And the non-discrimination provisions in the framework sound fairly definitive on the issue:
- “Eligibility criteria should be established and implemented fairly and in a manner that does not systematically exclude athletes from competition based upon their gender identity, physical appearance and/or sex variations.
- “Provided they meet eligibility criteria that are consistent with principle 4 (Fairness), athletes should be allowed to compete in the category that best aligns with their self-determined gender identity.
- “Criteria to determine disproportionate competitive advantage may, at times, require testing of an athlete’s performance and physical capacity. However, no athlete should be subject to targeted testing because of, or aimed at determining, their sex, gender identity and/or sex variations.”
But at that point the framework takes an important turn. Under Section 4, entitled Fairness, the IOC notes that all of its guidelines on gender identity ought to give way to the principle of fair competition.
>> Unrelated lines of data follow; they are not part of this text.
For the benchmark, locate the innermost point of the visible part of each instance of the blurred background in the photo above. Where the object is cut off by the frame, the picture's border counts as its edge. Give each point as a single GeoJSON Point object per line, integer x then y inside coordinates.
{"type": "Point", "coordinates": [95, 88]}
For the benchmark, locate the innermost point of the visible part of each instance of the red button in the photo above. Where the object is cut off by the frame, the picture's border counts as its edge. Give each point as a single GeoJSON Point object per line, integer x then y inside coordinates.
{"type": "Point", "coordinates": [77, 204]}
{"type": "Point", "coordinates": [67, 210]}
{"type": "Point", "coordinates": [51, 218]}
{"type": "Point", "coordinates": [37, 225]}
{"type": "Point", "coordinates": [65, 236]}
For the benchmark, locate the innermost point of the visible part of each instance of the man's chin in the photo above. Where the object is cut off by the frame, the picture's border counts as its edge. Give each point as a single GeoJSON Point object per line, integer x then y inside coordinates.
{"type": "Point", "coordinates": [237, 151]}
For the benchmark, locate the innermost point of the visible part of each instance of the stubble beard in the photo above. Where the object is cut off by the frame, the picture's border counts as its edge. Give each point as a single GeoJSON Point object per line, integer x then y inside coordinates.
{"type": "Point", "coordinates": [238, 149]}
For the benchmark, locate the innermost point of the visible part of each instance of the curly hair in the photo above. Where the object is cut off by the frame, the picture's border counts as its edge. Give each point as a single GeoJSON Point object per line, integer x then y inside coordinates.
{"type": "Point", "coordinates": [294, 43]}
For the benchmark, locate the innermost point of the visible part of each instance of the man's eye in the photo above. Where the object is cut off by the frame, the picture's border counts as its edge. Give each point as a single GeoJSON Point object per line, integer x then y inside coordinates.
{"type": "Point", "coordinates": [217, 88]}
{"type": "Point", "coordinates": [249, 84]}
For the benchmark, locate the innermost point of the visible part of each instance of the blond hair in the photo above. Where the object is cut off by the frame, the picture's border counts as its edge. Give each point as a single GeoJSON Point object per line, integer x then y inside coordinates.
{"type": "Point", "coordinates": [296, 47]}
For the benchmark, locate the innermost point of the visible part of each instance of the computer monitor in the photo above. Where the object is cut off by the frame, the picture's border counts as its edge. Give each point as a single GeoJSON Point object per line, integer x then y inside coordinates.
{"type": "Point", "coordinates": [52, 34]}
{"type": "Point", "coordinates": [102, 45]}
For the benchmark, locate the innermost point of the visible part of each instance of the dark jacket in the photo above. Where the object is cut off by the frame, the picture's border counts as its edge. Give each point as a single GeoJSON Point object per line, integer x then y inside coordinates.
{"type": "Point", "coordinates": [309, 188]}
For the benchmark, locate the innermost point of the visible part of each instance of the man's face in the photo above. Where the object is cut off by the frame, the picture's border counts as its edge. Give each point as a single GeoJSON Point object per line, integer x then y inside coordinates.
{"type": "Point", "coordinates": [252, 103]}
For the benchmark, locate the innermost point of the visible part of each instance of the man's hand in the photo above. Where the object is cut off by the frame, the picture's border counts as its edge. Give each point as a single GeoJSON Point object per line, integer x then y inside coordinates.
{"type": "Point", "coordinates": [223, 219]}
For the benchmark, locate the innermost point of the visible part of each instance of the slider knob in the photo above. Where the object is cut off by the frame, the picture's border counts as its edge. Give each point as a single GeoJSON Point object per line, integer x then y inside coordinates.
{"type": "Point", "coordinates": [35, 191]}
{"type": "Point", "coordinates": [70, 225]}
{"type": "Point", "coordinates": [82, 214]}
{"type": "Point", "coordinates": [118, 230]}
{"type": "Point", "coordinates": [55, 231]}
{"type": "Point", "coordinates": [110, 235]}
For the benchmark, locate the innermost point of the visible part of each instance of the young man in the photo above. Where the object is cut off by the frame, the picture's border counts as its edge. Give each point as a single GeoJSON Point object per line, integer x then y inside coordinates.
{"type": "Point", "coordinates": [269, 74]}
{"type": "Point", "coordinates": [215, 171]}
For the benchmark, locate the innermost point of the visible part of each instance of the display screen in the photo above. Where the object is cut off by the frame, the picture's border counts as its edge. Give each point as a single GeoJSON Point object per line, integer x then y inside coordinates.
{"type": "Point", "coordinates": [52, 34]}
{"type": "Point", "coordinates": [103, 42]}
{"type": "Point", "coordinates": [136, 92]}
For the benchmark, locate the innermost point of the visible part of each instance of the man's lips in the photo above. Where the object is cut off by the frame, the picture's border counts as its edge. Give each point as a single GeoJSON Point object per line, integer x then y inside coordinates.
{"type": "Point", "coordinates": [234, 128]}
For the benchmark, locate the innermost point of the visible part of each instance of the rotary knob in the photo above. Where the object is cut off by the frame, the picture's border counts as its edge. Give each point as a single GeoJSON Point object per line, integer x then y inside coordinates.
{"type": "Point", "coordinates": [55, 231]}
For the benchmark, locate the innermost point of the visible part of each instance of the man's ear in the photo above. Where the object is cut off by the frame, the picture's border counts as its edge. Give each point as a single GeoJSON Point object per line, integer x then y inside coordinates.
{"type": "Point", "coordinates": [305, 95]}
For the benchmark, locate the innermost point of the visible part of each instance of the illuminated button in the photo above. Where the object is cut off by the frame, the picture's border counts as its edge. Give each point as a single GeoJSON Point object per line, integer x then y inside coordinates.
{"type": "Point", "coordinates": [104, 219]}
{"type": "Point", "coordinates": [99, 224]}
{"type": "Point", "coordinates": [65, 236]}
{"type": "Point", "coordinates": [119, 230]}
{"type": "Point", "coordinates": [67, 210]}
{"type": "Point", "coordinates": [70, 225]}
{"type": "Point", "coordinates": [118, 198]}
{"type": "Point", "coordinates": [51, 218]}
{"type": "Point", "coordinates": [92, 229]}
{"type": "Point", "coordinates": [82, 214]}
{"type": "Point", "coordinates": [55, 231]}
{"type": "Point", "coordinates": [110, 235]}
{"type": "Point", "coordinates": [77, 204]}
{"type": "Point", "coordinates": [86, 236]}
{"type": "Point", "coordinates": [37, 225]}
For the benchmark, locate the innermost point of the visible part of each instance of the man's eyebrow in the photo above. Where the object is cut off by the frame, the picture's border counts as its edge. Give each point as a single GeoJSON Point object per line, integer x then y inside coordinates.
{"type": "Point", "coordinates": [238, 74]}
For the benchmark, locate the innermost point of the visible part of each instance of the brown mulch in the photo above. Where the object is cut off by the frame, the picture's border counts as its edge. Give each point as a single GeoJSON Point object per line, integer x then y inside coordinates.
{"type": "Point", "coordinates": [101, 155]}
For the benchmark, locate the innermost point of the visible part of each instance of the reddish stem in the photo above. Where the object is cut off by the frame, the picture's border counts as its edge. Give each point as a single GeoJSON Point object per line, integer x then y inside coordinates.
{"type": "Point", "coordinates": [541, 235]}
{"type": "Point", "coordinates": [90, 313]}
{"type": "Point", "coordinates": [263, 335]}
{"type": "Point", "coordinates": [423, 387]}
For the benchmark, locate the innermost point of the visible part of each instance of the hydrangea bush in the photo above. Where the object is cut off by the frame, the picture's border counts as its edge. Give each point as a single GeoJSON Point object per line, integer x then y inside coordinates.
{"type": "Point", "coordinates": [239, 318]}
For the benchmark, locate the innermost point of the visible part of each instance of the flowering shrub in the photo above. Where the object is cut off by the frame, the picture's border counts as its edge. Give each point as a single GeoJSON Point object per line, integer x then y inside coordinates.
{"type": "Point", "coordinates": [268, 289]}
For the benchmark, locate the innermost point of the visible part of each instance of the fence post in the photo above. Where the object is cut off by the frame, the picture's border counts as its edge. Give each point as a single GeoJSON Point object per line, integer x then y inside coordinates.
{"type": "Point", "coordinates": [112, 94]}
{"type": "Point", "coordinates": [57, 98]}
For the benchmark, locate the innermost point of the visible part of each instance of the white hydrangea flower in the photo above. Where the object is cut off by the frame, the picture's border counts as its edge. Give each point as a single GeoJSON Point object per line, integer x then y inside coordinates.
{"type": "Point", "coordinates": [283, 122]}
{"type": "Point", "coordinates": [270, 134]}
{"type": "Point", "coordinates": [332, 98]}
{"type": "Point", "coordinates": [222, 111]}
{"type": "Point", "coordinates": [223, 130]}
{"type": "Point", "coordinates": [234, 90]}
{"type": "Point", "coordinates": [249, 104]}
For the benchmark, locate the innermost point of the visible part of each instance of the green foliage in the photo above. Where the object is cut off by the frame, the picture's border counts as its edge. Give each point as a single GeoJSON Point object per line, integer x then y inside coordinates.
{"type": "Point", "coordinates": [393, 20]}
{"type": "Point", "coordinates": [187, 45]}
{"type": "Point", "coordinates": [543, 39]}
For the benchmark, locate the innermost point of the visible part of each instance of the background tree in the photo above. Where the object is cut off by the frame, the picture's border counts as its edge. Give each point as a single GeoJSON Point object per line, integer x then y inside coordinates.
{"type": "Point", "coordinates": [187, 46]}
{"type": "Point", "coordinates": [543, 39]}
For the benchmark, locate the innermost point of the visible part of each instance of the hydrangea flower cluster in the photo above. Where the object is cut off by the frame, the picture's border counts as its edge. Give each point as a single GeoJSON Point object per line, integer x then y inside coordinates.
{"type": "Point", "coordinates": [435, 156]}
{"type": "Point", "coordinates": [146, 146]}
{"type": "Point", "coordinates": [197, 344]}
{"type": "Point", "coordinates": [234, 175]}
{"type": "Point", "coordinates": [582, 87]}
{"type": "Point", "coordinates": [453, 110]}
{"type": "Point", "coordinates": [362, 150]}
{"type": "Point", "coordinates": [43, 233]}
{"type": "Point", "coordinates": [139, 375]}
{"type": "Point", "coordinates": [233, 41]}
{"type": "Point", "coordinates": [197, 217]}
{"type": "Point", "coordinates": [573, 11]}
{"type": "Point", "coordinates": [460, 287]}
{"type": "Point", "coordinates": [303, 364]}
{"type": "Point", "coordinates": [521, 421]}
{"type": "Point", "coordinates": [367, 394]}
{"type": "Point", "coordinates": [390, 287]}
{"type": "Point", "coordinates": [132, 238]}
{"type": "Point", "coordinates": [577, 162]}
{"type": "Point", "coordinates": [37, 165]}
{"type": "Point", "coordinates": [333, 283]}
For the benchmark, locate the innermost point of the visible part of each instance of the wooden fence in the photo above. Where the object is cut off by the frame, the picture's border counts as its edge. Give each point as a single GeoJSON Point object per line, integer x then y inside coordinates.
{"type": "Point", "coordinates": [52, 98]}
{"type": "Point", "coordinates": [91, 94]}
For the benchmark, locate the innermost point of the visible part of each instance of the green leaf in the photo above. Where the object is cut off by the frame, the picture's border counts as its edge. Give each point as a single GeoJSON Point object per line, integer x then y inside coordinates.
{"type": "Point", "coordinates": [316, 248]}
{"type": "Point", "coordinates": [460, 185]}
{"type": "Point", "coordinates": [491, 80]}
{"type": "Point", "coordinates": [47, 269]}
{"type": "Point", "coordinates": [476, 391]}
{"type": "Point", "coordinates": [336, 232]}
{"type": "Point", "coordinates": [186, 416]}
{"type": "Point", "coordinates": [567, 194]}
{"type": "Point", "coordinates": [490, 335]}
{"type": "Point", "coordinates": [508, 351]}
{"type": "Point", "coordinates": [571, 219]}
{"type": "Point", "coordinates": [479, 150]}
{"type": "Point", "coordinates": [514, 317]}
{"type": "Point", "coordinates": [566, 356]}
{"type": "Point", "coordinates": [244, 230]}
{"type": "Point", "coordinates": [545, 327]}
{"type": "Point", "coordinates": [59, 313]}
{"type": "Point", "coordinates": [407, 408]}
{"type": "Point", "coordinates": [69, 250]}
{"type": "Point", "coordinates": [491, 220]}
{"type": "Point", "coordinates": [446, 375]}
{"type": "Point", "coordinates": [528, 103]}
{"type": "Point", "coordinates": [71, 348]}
“Where sports organizations elect to issue eligibility criteria for men’s and women’s categories for a given competition, they should do so with a view to:
- Providing confidence that no athlete within a category has an unfair and disproportionate competitive advantage (namely an advantage gained by altering one’s body or one that disproportionately exceeds other advantages that exist at elite-level competition);
- Preventing a risk to the physical safety of other athletes; and
- Preventing athletes from claiming a gender identity different from the one consistently and persistently used, with a view to entering a competition in a given category.”
The framework goes on to state that any restrictions arising from eligibility criteria should be based on robust and peer-reviewed research.
But that research has been available for some time now, and it shows that males have significant physiological advantages in sports, including greater lung capacity and heart size; larger, heavier bones and muscles, and different hip and leg structures. All of which give male bodies an unfair competitive advantage over female bodies in sports where those attributes come into play.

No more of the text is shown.